New Hanover didn’t practice Monday or Tuesday and was unwilling to play Thursday as originally scheduled. Leesville Road said it couldn’t host Friday because of Labor Day staffing issues; it also offered to travel to Wilmington on Friday but New Hanover said it had the same issues. Once the game was off, things got sticky.
“We consulted with the NCHSAA, and officials confirmed that we were within the regulations to accept a forfeit,” the Leesville Road statement read. “We felt it was necessary to do so. Without the forfeit, we would only have been able to play a 9-game season. Without playing the originally scheduled 10-game season, our opportunity to qualify for the playoffs or be seeded appropriately could have been impacted.”
While Leesville Road was within its rights to insist on the forfeit, the decision to put a relatively minor variable in playoff seeding and selection — starting this season, almost everything is determined by RPI anyway — over the best interests of everyone involved was clumsy at best and selfish at worst.
It was an ugly resolution to an unfortunate situation, even if it was handled by the letter of the law, and fortunately cooler heads eventually prevailed.
Attempts to reach Leesville Road athletic director Jack Rogers, Wake County athletic director Deran Coe and New Hanover County athletic director Kelly Lewis were not successful.
New Hanover, meanwhile, wanted the NCHSAA to either enforce a no contest or not count the forfeit against its record, a can of worms the NCHSAA was unwilling to open.
“The insensitivity shown by Leesville Road and supported by the NCHSAA is disheartening to say the least,” a Facebook post by New Hanover read.
New Hanover then turned around and played anyway, traveling to Myrtle Beach to play Carolina Forest on Friday and losing. That meant New Hanover took two losses in 24 hours, then had to cancel this week’s game against Wilson Fike because the forfeit counted as a game played and put New Hanover over the 10-game limit. That game is now back on, the Wilmington Star-News reported Tuesday night.

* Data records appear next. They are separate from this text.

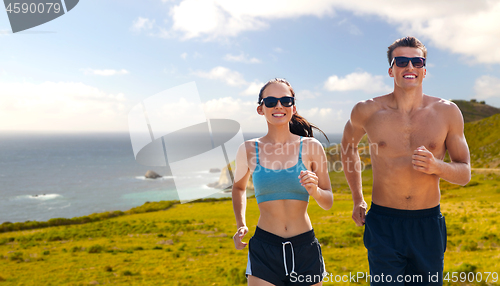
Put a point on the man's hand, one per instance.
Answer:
(309, 180)
(359, 212)
(423, 161)
(238, 236)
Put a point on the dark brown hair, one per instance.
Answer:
(298, 124)
(411, 42)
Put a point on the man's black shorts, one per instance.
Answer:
(405, 246)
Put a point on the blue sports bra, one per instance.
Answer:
(282, 184)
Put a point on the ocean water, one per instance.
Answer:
(45, 176)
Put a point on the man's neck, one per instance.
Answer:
(407, 100)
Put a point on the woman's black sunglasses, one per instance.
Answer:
(270, 101)
(417, 62)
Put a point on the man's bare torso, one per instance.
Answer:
(393, 137)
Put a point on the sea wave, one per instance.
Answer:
(41, 197)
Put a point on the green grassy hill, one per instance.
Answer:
(483, 138)
(473, 110)
(191, 244)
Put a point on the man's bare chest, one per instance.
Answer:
(393, 134)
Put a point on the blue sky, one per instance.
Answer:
(84, 71)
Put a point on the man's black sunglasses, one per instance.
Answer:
(417, 62)
(270, 101)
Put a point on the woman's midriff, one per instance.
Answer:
(285, 218)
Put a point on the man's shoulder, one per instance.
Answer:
(446, 108)
(369, 106)
(441, 104)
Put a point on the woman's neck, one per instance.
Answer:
(279, 135)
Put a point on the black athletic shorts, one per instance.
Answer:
(285, 261)
(405, 246)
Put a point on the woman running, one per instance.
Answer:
(287, 165)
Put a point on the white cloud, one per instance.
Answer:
(108, 72)
(220, 18)
(242, 58)
(61, 106)
(303, 94)
(487, 87)
(357, 81)
(465, 27)
(232, 78)
(142, 24)
(242, 111)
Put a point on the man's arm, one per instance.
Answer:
(351, 162)
(458, 170)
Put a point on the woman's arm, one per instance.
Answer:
(317, 181)
(242, 173)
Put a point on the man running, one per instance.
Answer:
(409, 133)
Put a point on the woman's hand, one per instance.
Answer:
(238, 236)
(309, 180)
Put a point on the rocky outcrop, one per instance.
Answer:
(151, 175)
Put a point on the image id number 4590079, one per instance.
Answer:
(33, 8)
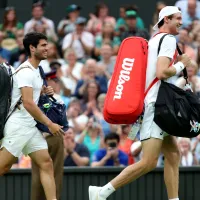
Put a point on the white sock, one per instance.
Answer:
(106, 190)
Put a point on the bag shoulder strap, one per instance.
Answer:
(156, 79)
(21, 69)
(20, 99)
(42, 74)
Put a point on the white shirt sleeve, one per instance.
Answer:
(168, 47)
(88, 39)
(25, 78)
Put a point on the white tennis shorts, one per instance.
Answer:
(21, 139)
(149, 128)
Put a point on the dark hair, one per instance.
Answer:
(111, 35)
(40, 4)
(161, 23)
(98, 7)
(5, 21)
(85, 95)
(112, 136)
(131, 7)
(32, 38)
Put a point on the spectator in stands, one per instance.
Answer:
(81, 41)
(132, 30)
(92, 136)
(10, 23)
(55, 149)
(191, 14)
(187, 157)
(76, 118)
(38, 19)
(75, 154)
(107, 37)
(89, 73)
(110, 155)
(72, 71)
(107, 62)
(125, 143)
(52, 56)
(97, 20)
(193, 79)
(121, 24)
(98, 113)
(67, 25)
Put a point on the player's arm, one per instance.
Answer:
(32, 108)
(36, 113)
(164, 70)
(165, 56)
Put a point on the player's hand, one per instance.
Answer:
(185, 59)
(56, 129)
(48, 90)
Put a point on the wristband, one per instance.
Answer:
(179, 66)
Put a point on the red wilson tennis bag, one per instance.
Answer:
(125, 97)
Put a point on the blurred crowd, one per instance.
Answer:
(81, 60)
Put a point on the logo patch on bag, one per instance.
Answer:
(124, 76)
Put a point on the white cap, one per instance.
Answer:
(166, 11)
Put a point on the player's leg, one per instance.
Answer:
(37, 149)
(171, 166)
(55, 149)
(56, 146)
(151, 150)
(7, 160)
(11, 145)
(152, 138)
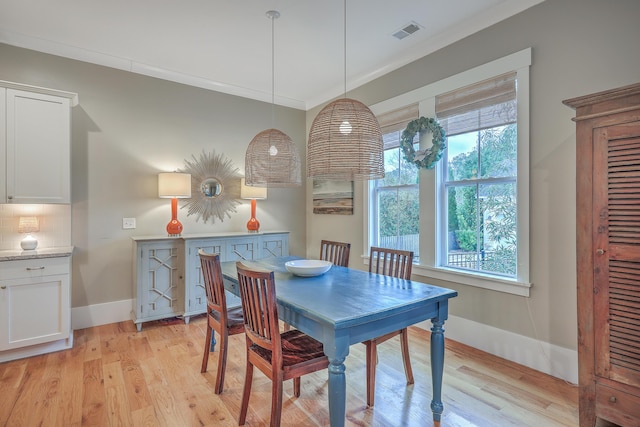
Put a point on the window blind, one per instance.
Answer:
(482, 105)
(393, 122)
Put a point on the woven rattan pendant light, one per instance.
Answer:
(345, 141)
(272, 158)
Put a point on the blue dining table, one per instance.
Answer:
(346, 306)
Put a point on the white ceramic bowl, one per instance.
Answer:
(308, 267)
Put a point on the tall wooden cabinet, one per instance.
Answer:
(608, 254)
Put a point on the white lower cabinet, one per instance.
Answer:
(167, 279)
(35, 307)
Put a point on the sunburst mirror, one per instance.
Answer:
(215, 187)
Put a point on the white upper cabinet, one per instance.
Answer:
(35, 142)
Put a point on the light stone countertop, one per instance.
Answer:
(55, 252)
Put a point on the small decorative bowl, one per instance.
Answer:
(308, 267)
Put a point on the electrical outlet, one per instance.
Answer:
(128, 223)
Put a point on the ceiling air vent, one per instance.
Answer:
(407, 30)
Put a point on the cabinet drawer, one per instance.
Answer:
(617, 406)
(33, 268)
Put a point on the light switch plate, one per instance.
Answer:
(128, 223)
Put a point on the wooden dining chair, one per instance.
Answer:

The system just isn’t set up for this. The forfeit/no contest rules and game-contract language are all designed to keep teams from dodging games they didn’t want to play, and ensure confidence in scheduling commitments. They’re not really designed to deal with tragedy. Nor does the NCHSAA have the interest or the administrative mechanisms to interfere.
“The NCHSAA had conversations with the administration at both schools and we encouraged the school, as we always do in these situations, to work things out between themselves,” NCHSAA commissioner Que Tucker said in a statement. “While we are sympathetic to New Hanover in this situation, if the schools are not able to mutually agree to make the game a no-contest, then the terms stipulated in the contract must be followed.”
That’s often been the best way to handle these things in the past, and it usually works well. In almost all instances, high schools have handled the waves of last-second COVID postponements or hurricane disruptions with grace and patience. But changing times call for changing procedures, and taking a different approach or requiring new contract language to address tragic events on campus is something the NCHSAA’s board of directors may have to look at in the future.
That may not be anytime soon. With the NCHSAA under immediate political threat from the legislature for the most spurious of reasons — HB91, which would dissolve the NCHSAA, is scheduled for a vote in the State Senate on Wednesday — it’s not about to become suddenly proactive when it hasn’t been before.
As for Leesville Road, the school may have had its reasons for insisting on the contract as written but a little sympathy and compassion for a school still in shock would have gone a long way, rather than coming to this decision belatedly.
It’s a terrible thing to say, but the way things are going — the New Hanover shooting was one of two at North Carolina high schools on the same day — anybody could find themselves in the same awful position any day.